True Labour had believers of many different creeds. For most it was the numbers that mattered. Some maintained that 1, 3 and 10 were the chosen numbers: three contractions every ten minutes lasting around a minute each. Another set of devout believers assured us that when a woman loses the power of speech, this heralds the onset of True Labour. I don’t know about other women, but Grace has never and will never lose the power of speech until her vocal chords stop working. I don’t say this as a throwaway misogynistic comment. Her ability to talk her way in to and out of any situation when I am rendered dumb with anger, astonishment or confusion is a source of wonder to me. Other birth mystics in the employ of the NHS had advised us sagely that we would just know when True Labour begins.

But my wife’s waters had broken. We had a trump card. She had to be seen now. For the NHS deemed it unsafe for labour to continue more than 24 hours after the waters broke, for fear that some nasty infection would sneak its way into the womb through my wife’s broken membranes, knowing that after 24 hours she was fair game. We knew this. We’d read all the literature. I’d even picked it apart for grammatical errors and unsubstantiated claims presented as facts. It’s an occupational hazard, I’m afraid. I come down hard on any of our reporters who don’t do their research, or fail to back up a story with some form of evidence. And if I am a bit particular about what gets printed in The Herald, my approach is positively lackadaisical compared to the rigour with which Grace checks her pupil’s homework.

Having dissected the bumper pack of leaflets we’d gathered from various prenatal appointments over the last six months, we fully expected our baby daughter to be screaming for milk before 3am the next morning.
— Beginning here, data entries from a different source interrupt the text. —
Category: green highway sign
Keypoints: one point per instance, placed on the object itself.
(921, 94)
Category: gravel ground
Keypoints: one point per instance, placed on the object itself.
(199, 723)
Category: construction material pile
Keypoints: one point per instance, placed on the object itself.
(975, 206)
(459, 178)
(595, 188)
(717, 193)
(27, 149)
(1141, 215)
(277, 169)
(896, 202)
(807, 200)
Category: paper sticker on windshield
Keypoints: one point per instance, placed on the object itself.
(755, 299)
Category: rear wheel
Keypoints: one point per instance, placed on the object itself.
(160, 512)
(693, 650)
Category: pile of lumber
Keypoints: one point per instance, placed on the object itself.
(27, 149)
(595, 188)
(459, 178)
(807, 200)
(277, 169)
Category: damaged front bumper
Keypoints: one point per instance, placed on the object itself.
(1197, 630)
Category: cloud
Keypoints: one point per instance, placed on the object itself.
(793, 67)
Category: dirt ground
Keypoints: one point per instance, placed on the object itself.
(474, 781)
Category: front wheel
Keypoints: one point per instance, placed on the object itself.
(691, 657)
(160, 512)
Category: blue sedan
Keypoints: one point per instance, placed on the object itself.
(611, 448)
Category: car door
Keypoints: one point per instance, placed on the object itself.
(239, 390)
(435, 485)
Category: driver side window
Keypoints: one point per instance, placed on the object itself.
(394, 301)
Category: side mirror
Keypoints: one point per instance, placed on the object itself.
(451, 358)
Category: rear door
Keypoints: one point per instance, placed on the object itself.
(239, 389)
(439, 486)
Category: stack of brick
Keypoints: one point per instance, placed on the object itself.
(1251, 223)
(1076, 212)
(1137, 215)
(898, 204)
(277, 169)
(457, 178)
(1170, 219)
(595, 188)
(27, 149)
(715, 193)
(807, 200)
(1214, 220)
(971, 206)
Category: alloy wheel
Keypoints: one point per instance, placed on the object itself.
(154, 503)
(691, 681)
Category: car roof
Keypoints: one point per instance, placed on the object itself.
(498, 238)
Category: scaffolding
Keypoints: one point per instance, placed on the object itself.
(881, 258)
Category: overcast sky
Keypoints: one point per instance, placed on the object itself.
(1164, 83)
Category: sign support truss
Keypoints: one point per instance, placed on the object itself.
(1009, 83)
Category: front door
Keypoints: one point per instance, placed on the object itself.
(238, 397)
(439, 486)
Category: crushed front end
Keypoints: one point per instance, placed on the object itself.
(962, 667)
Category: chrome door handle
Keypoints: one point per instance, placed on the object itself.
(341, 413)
If so, she’d be born on a Sunday. Bonny and blithe and good and gay, according to the rhyme. That probably meant happy as opposed to homosexual back in the day, but she could be both as far as we were concerned. All we asked for was a healthy girl. Please, just give us a healthy girl.

The entrance to the hospital drive seemed to glide into sight through the blue grey light. “Thank fuck,” groaned my wife. I turned in to the drive. We’d done a dummy run a few days earlier, and had our drop-off strategy all figured out. I was going to drive right up to the entrance to the maternity wing, drop my wife, help her out the car if necessary, park and meet her on the chairs inside the automatic front doors. But in the first of many deviations from the plan, this wasn’t to be.